Lund University, Sweden
Heiner Linke is a Professor of Nano physics and deputy director of the Nanometer Structure Consortium, comprising 100 scientists covering research ranging from Materials Science and Quantum Physics to applications in the areas of Electronics, Photonics and the Life Sciences. His research group uses experimental and numerical methods to study transport phenomena far from thermal equilibrium. One focus is on nanoelectronic systems, where they investigate non-linear quantum transport phenomena, symmetry breaking, and efficient thermoelectric power conversion. They also develop artificial protein motors, study the interaction of protein motors with nanostructures, and explore fluid motion driven by ratchet phenomena. A common theme of these research projects is the physics of ratchets and Brownian motors: the interplay of nonequilibrium, asymmetry, and thermal motion to create directed transport.
Simon Fraser University, Canada
Nancy Forde is a professor in the physics department of SFU. Her group probe the single-molecule mechanical properties of collagen and elastin using optical tweezers; characterize the viscoelasticity of solutions and networks using optical tweezers based microrheology; and are developing holographic optical tweezers to measure the stress-strain behaviour of networks on the microscale.
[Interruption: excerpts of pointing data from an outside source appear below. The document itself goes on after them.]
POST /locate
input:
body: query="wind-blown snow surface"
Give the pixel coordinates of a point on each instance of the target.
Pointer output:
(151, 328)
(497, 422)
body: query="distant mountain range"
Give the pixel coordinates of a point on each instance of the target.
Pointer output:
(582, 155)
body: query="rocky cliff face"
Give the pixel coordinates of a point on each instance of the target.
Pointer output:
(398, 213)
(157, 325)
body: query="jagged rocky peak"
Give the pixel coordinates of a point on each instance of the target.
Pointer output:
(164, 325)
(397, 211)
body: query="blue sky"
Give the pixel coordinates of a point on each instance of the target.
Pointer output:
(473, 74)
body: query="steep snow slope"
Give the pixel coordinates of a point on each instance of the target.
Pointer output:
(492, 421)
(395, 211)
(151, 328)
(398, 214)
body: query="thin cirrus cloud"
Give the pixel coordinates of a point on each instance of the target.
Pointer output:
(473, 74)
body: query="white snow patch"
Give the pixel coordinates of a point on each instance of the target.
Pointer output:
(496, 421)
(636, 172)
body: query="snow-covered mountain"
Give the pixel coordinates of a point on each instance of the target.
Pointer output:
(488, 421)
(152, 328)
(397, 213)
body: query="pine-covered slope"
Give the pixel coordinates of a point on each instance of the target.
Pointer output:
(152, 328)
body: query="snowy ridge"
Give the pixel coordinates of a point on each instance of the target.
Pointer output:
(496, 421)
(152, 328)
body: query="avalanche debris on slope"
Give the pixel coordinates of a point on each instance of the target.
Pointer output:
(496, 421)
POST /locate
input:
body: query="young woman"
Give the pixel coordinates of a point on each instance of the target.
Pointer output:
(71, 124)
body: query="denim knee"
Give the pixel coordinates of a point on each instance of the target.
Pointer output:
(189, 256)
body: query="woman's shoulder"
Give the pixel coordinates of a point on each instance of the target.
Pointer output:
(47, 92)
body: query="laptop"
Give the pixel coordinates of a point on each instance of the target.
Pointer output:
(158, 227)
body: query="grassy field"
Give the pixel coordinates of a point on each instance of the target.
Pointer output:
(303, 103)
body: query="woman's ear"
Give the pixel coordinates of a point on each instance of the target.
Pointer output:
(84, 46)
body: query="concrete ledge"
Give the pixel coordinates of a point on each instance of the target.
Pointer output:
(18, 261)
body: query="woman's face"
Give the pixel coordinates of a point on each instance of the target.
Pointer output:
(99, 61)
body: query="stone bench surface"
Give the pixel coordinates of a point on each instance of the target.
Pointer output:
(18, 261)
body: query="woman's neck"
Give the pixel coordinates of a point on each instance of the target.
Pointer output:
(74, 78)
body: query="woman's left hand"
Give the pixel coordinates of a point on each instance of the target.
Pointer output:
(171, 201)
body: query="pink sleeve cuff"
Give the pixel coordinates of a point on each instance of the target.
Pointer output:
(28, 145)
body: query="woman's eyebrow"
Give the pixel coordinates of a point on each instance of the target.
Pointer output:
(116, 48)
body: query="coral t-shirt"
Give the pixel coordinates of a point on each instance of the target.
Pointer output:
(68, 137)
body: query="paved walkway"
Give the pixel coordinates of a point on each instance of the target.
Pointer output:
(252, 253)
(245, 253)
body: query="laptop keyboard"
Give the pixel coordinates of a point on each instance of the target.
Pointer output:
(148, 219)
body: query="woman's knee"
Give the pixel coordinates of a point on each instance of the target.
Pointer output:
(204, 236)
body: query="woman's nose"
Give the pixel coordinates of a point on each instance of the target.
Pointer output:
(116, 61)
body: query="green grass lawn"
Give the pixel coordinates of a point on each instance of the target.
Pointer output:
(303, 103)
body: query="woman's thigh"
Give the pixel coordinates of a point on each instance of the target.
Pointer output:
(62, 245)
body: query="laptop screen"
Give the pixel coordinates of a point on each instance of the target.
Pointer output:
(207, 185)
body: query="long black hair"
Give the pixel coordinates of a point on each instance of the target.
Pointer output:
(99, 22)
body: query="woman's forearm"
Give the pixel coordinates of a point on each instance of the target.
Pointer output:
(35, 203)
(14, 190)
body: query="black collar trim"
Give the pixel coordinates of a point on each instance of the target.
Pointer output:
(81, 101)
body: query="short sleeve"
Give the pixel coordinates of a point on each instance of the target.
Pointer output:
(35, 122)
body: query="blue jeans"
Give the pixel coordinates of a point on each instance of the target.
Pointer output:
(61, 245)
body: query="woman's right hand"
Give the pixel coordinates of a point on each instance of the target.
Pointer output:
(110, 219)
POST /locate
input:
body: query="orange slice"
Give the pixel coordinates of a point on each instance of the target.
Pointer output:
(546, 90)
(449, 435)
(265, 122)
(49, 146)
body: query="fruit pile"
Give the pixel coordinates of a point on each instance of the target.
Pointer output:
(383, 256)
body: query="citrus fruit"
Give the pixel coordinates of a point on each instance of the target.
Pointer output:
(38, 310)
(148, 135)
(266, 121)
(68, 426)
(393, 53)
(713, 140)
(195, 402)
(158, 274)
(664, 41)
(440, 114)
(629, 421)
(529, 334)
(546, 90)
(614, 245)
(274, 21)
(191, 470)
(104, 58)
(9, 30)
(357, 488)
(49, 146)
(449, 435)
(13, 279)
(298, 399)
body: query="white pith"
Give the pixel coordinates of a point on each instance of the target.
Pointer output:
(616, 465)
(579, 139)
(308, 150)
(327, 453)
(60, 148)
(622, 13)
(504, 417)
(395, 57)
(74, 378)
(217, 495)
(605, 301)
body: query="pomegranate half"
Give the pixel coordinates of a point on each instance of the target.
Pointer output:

University of New South Wales, Australia
Paul Curmi is a professor of biophysics in the physics department of the UNSW. He is interested in the structure of biological macromolecules, especially proteins. In order to understand the complex processes that occur in living systems it is essential to know the atomic structures of the macromolecules responsible for the processes. His research covers: the determination of protein structure; examining the physical properties of proteins; and determining the relationship between protein structure and sequence.
University of Bristol, UK
Dek Woolfson is a professor of Chemistry and Biochemistry and holds a joint chair in chemistry and biochemistry at the University of Bristol. The primary basic research interest of the group is the informational aspect of the protein-folding problem; that is, how does the sequence of a protein determine its active, three-dimensional structure or fold? We tackle this problem using the following multi-disciplinary approach: We use bioinformatics to garner sequence-to-structure relationships from protein sequence and structural databases. We test the relationships ("rules for protein folding") that we find in two ways: (a) through ab initio protein-structure prediction; and (b) via rational protein design, where we engineer natural protein structures, or design new ones completely from scratch (so-called de novo design). We then test our engineered and design proteins experimentally using biophysical methods. The peptides and proteins are made either by peptide synthesis, or via recombinant DNA methods and the expression of synthetic genes. The products and then characterised using methods including: solution-phase biophysics (CD, FT-IR and fluorescence spectroscopy, AUC and ITC); high-resolution structural biology (NMR spectroscopy and X-ray crystallography); and microscopy (EM, AFM and light microscopy). Finally, we explore potential applications of some the engineered and designed proteins in the burgeoning fields of bionanotechnology and synthetic biology.